Son köşemdeki gibi bugün de size birkaç elzem dertten bahsetmeye çalışacağım.
Bu köşenin derdi gençlerin yurt dışına gitme isteği.
Cennet Vatanımızın neyi eksik? Kalsınlar! Ülkelerine faydalı birey olsunlar!
Demeden önce üniversite vesilesiyle tanıştığım, Elektrik-Elektronik Mühendisi ve Paramedik (Acil Tıp Teknisyeni) arkadaşlarımın hikâyelerini okuyun.
Elektrik-Elektronik Mühendisi olan arkadaşım öğrencilik hayatında, hobi olarak basit grafikler tasarlıyor, şahsi sosyal medya hesaplarında özel günleri filan anıyordu.
Mezun olup mesleğini icra edecek ve ailesine güzel bir ev almak en büyük hayaliydi. Mezun oldu. İş bulamadı. Grafik tasarlamaya hobi olarak başlamasına rağmen bir anda mesleği oluverdi. Şu an bir tabelacıda asgari ücretin altında çalışıyor. Şuan ki hayali yurt dışında garson olmak!
Paramedikolan arkadaşımın ise atama puanları, kontenjanların dolu olması vs. derken durumu mühendis olan arkadaşımdan daha da vahim. Atanması için en az KPSS’den 90 puan alması lazım. Kızcağız özel hastanelere iş başvurusunda bulunuyor referans isteniyor.

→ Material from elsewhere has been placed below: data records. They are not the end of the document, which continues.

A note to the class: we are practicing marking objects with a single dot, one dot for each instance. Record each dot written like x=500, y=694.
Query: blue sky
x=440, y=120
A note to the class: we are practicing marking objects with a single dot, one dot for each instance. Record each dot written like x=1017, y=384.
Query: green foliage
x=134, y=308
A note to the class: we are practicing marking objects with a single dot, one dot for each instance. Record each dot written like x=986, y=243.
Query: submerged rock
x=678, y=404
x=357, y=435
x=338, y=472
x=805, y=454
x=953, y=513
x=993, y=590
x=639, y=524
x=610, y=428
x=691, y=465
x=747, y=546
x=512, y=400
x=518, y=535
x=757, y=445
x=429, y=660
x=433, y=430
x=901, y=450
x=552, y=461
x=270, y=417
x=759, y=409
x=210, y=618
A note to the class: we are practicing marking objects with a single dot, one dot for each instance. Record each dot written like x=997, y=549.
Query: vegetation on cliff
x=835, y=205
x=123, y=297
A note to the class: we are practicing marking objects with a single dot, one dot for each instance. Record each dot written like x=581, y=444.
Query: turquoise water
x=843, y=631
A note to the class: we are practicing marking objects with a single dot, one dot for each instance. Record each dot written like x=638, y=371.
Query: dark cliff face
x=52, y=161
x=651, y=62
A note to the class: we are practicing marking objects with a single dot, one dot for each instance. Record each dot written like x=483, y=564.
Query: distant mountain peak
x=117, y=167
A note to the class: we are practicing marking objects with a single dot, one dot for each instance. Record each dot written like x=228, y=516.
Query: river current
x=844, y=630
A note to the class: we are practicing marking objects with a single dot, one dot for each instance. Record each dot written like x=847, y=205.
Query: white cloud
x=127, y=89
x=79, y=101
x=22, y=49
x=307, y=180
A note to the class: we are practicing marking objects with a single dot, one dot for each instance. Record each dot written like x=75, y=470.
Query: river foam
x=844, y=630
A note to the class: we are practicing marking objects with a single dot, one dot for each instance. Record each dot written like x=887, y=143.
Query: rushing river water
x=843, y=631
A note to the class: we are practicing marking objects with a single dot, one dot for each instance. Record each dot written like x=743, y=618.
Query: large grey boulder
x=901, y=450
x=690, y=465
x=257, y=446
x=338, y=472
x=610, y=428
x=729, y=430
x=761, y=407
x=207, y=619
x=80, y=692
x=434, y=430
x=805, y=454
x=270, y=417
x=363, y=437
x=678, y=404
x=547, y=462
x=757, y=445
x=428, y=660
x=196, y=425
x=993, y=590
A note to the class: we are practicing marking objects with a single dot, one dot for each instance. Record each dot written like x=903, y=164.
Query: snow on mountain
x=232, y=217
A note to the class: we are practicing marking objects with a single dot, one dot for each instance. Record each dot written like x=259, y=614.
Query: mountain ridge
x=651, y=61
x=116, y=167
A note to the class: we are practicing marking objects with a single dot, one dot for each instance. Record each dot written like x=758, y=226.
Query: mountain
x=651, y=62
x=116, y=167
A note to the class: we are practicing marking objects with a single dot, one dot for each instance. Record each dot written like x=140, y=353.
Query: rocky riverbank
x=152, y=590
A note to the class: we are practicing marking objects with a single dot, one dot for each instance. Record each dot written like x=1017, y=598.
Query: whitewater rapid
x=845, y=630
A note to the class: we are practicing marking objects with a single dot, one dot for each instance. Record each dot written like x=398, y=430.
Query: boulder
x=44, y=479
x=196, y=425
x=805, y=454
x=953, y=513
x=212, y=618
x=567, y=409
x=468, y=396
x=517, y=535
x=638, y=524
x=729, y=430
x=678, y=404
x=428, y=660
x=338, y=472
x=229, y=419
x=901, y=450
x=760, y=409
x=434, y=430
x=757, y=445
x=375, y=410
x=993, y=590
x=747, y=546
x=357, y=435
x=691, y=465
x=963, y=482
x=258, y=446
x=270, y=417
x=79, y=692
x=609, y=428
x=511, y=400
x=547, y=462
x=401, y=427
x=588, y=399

Kısacası özel sektörde çalışması için bile torpil gerekiyor. Torpil yoksa yurt dışı var deyip gideceğini söylüyor!
İki farklı meslek grubu da mesleklerini yapamadıklarından dolayı yurt dışına gitmek istiyor. Kurtuluşu başka ülkelerde arıyor. Size ne anımsatıyor bilmiyorum ama bana “Estonya Feribotu Sendromu”nu hatırlattı.
1994’te Estonya’nın başkenti Tallinn’den İsveç’in başkenti Stockholm’e giden bir feribot Baltık Denizi’nde batar. Denizcilik tarihinin en büyük facialarından biri gerçekleşir. Bu facianın yaşanmasındaki ilginç öyküsü ise 989 kişilik feribottan 137 kişinin gemiden atlayarak kurtulması. Geriye kalan 852 kişinin ise kaptanın “panik yapmayın dünyanın en güçlü feribotundasınız” sözlerine güvenerek suya gömülüp hayatlarını kaybetmesidir.
Şimdi gemiyi ülke olarak, atlayanları yurt dışına çıkmış insanlarımız olarak ve geminin için de kalanları da mühendis ve Paramedik olan arkadaşları düşünün. Olay netleşti değil mi? Şu an gemi su alıyor, kaptan ne yapıyor?
Bu geminin kaptanı 84 milyonun ta kendisidir. Gemiyi kıyıya güvenli bir şekilde yanaştırmak ise hükümetin görevidir. Bu gençler cennet vatanımızın aydınlık gelecekleridir.
Türk gençlerinin ne işi var elin yediğini içtiğini toplamakla? Gençlerin hayallerini ötelemek yerine daha iyi yaşam standarttı sunmak vatana en büyük hizmet olacaktır.